In between making cocktails and food and playing bingo, the friends update each other on their lives. Some people are between jobs or need advice on switching careers. A few have lost loved ones, and others are newly married or getting used to parenthood.
“A lot of us have had tough things happen in our lives,” Hein, of Fargo, says. “I lean on my friends; it’s support outside of my family. I want to give back to them because they’ve given to me. I think we all feel that way.”
The Saturday evening meal is the highlight of the three-day celebration of friendship, and not just because of the food. Before they dig in, all 30-some people share what they’re thankful for.
“Toasts can get emotional,” Hein says. “Family is important to all of us, but friends are those people you choose. We chose each other. We want to hold onto that. We don’t want that to go away.”
The toast is part of why Stevenson insists on everyone sitting at the same long table. They’ve had to add extra tables onto the main table as the group’s grown from 15 to more than 30 people, and Stevenson’s always seated at the head.
Throughout the half-dozen years the event’s been held, it’s changed little. Sure, they plan more effectively now, and instead of talking about their first jobs out of college, conversations might focus on whether or not there’ll be a baby at Friendsgiving next year, but Davis says it still feels the same.
“People still come up for it,” he says. “Everyone knows. It’s in their calendars the week before Thanksgiving. They know to reserve that weekend. It takes a commitment.”
The best part of Friendsgiving is creating memories, and the group of Fargo- and Minneapolis-based friends always has a catastrophe or two to laugh about. Last year, just as Hein and a friend had said their goodbyes, they ran over the bottle of turkey fryer oil.
“It was an oil geyser,” Hein says, laughing. “We spent hours cleaning the cobblestone driveway with dish soap.”
That’s the thing with Friendsgiving, she says. It can shift from emotional to crazy in minutes.

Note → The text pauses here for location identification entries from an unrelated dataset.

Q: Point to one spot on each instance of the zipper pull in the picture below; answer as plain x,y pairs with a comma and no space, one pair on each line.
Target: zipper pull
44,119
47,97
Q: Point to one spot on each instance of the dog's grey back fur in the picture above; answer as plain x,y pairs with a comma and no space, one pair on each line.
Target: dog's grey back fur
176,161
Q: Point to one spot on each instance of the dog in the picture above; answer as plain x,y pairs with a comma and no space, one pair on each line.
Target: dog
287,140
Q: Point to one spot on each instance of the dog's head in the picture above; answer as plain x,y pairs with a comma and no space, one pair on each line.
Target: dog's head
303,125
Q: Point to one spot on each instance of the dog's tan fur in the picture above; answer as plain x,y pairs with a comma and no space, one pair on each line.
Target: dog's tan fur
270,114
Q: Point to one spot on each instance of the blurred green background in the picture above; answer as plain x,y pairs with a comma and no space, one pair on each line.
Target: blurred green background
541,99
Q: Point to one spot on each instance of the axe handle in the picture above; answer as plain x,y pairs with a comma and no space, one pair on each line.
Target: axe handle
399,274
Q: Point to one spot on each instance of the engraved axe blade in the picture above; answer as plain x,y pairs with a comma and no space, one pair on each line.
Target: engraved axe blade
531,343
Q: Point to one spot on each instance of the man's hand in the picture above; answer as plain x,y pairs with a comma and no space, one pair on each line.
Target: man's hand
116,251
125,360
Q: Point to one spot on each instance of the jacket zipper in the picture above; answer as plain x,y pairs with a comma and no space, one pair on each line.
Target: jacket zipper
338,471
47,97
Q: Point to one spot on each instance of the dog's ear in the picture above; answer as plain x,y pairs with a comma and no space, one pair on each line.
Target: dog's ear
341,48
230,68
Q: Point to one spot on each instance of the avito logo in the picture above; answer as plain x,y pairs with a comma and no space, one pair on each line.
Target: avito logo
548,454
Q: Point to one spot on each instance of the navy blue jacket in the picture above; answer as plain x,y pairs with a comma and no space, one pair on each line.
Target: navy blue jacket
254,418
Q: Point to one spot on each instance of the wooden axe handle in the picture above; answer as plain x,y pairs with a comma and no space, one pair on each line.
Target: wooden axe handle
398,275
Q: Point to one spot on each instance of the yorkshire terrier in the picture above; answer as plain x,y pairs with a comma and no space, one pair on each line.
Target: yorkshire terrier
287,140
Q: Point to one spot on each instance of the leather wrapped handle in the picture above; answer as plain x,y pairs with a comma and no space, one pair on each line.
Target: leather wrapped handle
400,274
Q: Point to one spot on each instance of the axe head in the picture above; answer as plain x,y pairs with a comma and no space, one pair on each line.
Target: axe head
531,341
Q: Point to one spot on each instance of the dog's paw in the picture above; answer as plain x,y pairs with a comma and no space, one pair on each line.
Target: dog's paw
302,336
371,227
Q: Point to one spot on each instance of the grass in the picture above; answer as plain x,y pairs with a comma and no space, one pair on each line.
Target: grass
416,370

“It can go from really meaningful, really special, really quiet to super fun, and people are crazy, cutting loose. That’s how our friends are – a little of both,” Hein says.
The friends call the annual event “imperfect” in a perfect way.
“Try it, do it. If it’s not perfect, who cares? Ours isn’t,” Hein says. “If you start the tradition and drop it for a few years, start it again. I think our friend group wants to inspire others to do it because it’s meant so much to us.”
Mallari Page, 25, hosted her first Friendsgiving in 2009 as a senior at North Dakota State University. She and her college roommate wanted to get together with friends before they parted ways after graduation. Nov. 16 marked the fifth year of her friend celebration.
“It’s basically just food, friends and fellowship,” she says.
The first year of Friendsgiving, Page hosted 20 people; this year’s gathering had 15 people. Each year brings a different mix of people together, and Page says it’s a fun way to meet new friends and merge friends from different facets of life.
“The group is always morphing. It’s a time to be in the holiday spirit and be thankful for the friends we have,” she says.
Stevenson’s friends celebrated their sixth Friendsgiving last weekend.
“Being together, people taking time out of their busy schedules to attend an event like this is truly phenomenal,” Stevenson says. “Life gets so busy, and sometimes we forget the small things like getting together for dinner.”